For a moment Castiel fought with himself, the corners of his lips pulling up. “Still. You would deserve the same, why do you never–”

“We kind of grew out of it,” Dean said quietly. “Sometimes that just happens. Maybe because we spent too much time together or, I don’t know. Doesn’t matter,” he added when he saw the way Castiel looked at him. “As long as you were good with today, I’m happy.”

“I was, and I am,” Castiel replied with a smile.

“Good,” Dean replied, his grin returning, and pushed himself away from the sink. “I’m glad to hear that,” he added softly, and ruffled Castiel’s hair, some foam from his hand sticking to it.

He stilled, noticing what he was doing, and his smile slowly dropped.

Cas drew a few, quick breaths, his chest expanding, and his eyes fixed on Dean’s.

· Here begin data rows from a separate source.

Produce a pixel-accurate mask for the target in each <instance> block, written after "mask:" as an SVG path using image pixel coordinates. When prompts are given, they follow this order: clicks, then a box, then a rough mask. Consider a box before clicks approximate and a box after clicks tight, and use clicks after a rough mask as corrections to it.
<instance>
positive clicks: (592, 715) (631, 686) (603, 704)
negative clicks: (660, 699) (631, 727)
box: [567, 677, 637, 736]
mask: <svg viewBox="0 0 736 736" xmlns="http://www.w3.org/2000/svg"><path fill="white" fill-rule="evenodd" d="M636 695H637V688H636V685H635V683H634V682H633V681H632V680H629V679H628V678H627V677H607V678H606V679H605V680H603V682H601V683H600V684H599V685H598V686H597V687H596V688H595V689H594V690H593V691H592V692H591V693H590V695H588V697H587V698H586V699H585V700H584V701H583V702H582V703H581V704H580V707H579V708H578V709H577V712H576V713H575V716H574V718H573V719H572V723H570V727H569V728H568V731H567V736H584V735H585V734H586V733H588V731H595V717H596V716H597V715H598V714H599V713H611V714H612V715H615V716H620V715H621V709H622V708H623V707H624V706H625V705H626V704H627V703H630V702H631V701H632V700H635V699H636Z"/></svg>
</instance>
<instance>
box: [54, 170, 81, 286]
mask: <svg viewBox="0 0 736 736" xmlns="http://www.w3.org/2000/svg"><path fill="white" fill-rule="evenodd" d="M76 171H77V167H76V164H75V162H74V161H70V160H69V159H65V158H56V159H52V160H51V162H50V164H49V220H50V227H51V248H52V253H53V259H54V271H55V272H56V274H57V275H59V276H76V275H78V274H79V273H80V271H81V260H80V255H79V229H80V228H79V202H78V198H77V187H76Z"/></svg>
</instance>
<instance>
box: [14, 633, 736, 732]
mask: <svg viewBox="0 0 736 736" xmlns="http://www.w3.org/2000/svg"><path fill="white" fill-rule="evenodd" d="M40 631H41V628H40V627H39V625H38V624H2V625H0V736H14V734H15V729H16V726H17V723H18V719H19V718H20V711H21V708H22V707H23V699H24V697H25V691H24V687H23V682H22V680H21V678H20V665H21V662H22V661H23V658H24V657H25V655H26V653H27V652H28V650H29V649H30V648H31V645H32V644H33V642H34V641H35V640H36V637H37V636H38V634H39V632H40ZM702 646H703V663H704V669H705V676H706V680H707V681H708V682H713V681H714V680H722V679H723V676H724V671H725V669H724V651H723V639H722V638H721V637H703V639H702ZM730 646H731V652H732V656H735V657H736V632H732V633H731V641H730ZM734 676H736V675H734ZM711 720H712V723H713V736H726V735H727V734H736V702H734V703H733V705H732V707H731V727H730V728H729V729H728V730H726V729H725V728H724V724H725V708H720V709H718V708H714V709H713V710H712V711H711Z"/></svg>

Neither of them noticed how they moved, only that the other steadily came closer, until their lips were only inches apart. Cas glanced up from Dean’s lush, pink lips, to his eyes, and quickly back down, letting his lids flutter shut, and their lips meet.

Under the soft feeling of Dean’s lips, and the buzzing that spread across his body, he barely noticed the air being punched out of his lungs, but noticed every little touch between them. Every time their chests bumped slightly into each other, ever time Dean’s tongue moved ever so slightly, brushing over lip, and every time the tip of his finger met any part of his body, until he ran the still slightly wet fingers over his bare neck, tracing his muscles, and disappeared in his hair, holding him close in the kiss.